6/05/2013

石碑に刻む、ブログに刻む

歴史は繰り返す。

まったく同じ現象・事象でなくとも、構造的に同じことは人々の記憶からその出来事が薄れたが最後、再び繰り返される。特にそれが失敗に関わる記憶=歴史であると、人間の自己治癒能力のために、風化が早くなるように感じる。だから大切なことは、記憶、思い、感情が残っているうちに、どこか自分の頭とは違うところに、しっかりと刻むことを心づけて、時折それを振り返ること。それは決して国という規模の歴史だけではなく、僕達ひとりひとりの人生の歴史、日々の出来事であったとしても。


『大津波記念碑』
3.11の大震災のあとに何度もメディアで取り上げられたので知っている人も多いかもしれない。大津波が襲った三陸海岸に面する岩手県宮古市に実在するこの石碑は、1933年(昭和8年)の昭和三陸地震の後に、朝日新聞社の義援金によって建てられた。石碑には以下のような言葉が刻まれているという。
大津浪記念碑

高き住居は児孫の和楽
想へ惨禍の大津浪
此処より下に家を建てるな

明治二十九年にも、昭和八年にも津浪は此処まで来て
部落は全滅し、生存者僅かに前に二人後に四人のみ
幾歳経るとも要心あれ
(wikipedia-大津浪記念碑)

 過去の大震災のときに到達した津波の位置を示し、「此処より下に家を建てるな」と警鐘を鳴らす。もう80年も前のこと。今回の3.11大震災では、この石碑の言いつけを守った人々と守らなかった人々で、悔やんでも悔やみきれない差が生まれた。生死の差である。


副専攻で履修しているジャーナリズムのクラスで、日本テレビ報道局社会部の清水潔さんは今日この石碑を取り上げ、メディアとはこの石碑のようであるべきだと強い口調で言っていた。その言葉に僕は強く同感した。ネット、新聞、写真、映像…その他にも多くの媒体がメディアという一言でくくられて、それらの優劣が語られているけれど、その本質となっているのはこの石碑と同じ事。どれだけ大切なことを残して伝えられるか。歴史を刻み、その後も警鐘を鳴らし続けられるかということ。数あるメディア媒体と情報の中で、はたしていくつのメディアがこの石碑と同じ価値を提供し続けていられるのだろうか。


僕は、twitterを用いて情報発信をすることをやめた。Facebookを使って頻繁に近況を更新することもやめた。その理由はいろいろとあるのだけれど、その中の1つが、SNSでは未来への伝達性、アーカイブ力が弱いから。すごく悲しいこと、すごく嬉しいこと、そういったことを人々は共感を得たくてSNS上に投稿する。感情を刻み込むという役割としては間違った方法ではないと思う。けれど、未来の自分がそれらの投稿を後からじっくりと読み返す姿があまり思い浮かばなかった。そして気がついた。ネットやSNSは未来志向のメディアにはなりづらく、刹那の喜びや悲しみを吐露するための現在志向のメディアにしかならないのではないかと。

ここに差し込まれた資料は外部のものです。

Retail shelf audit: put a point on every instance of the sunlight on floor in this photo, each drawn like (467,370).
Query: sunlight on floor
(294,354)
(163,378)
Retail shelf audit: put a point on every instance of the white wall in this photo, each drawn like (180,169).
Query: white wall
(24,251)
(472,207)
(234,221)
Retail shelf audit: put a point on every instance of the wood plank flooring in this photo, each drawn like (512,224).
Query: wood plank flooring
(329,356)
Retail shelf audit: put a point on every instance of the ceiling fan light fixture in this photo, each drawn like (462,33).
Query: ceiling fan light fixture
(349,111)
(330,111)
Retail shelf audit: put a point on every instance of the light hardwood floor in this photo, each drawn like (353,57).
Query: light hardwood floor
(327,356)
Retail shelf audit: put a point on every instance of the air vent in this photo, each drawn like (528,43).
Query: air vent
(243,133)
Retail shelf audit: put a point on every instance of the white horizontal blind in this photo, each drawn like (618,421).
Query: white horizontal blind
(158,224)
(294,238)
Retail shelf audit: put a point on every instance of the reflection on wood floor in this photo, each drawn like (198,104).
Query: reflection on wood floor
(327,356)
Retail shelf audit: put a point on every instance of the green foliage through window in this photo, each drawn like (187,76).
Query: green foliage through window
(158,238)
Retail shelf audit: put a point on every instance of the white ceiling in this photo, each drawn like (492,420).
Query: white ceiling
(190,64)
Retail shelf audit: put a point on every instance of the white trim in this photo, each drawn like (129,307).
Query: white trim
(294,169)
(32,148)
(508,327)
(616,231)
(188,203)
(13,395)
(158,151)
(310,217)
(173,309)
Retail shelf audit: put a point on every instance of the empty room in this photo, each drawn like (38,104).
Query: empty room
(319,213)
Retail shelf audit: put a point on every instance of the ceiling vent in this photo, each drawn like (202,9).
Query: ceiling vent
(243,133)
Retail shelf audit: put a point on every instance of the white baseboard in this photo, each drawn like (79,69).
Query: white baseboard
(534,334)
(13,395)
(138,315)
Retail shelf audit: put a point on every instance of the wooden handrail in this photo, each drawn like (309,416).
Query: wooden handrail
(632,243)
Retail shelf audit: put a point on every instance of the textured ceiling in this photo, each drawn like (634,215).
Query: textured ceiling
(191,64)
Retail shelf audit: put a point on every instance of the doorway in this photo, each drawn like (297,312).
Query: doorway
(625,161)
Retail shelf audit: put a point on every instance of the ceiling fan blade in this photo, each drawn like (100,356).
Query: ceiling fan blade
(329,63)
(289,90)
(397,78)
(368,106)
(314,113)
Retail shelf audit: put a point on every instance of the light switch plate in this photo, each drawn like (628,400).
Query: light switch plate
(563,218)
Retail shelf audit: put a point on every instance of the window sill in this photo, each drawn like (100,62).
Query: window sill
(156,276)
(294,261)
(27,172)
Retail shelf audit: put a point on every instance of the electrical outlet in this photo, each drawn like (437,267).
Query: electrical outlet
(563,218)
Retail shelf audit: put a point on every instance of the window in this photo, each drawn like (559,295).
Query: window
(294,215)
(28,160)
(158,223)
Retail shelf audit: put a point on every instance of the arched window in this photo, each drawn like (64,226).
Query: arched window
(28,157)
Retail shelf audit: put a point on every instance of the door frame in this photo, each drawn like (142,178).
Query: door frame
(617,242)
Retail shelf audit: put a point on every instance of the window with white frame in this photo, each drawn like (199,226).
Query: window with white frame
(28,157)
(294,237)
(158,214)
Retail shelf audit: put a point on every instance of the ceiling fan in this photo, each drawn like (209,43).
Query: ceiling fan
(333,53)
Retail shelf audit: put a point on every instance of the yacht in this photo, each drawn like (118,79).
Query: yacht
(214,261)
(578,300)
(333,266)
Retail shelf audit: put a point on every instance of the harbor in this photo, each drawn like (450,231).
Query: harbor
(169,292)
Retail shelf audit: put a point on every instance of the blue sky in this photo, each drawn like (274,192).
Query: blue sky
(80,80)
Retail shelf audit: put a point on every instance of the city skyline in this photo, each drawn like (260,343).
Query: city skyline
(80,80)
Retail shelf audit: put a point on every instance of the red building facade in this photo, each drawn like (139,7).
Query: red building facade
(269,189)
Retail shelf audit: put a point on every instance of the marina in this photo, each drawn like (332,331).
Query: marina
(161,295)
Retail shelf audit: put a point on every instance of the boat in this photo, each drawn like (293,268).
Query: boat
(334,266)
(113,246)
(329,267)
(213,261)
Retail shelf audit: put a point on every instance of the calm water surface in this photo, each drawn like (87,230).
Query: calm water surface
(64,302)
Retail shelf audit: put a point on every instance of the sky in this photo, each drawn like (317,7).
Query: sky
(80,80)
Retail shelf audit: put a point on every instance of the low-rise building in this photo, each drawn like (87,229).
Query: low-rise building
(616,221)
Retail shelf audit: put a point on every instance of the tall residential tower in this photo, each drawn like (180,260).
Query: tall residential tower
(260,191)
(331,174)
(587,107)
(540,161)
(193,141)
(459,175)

僕は、僕が大切だと思ったことや気付きや感情を、このブログで書き綴ることにしている。もう少し洗練された文字にするべきだなとか、簡潔に書くべきだなとも思うのだけれど、それはこれからの課題。今はとにかく心の琴線に触れたできごとを書き記し、アーカイブにして残しておきたい。未来の僕のために、未来の僕にとって大切な人のために。


「大津波記念碑」に込められた思いと同じ種類の気持ちを、この石碑の役割を、僕はこのブログにしっかりと刻み込んでいきたい。そう思った。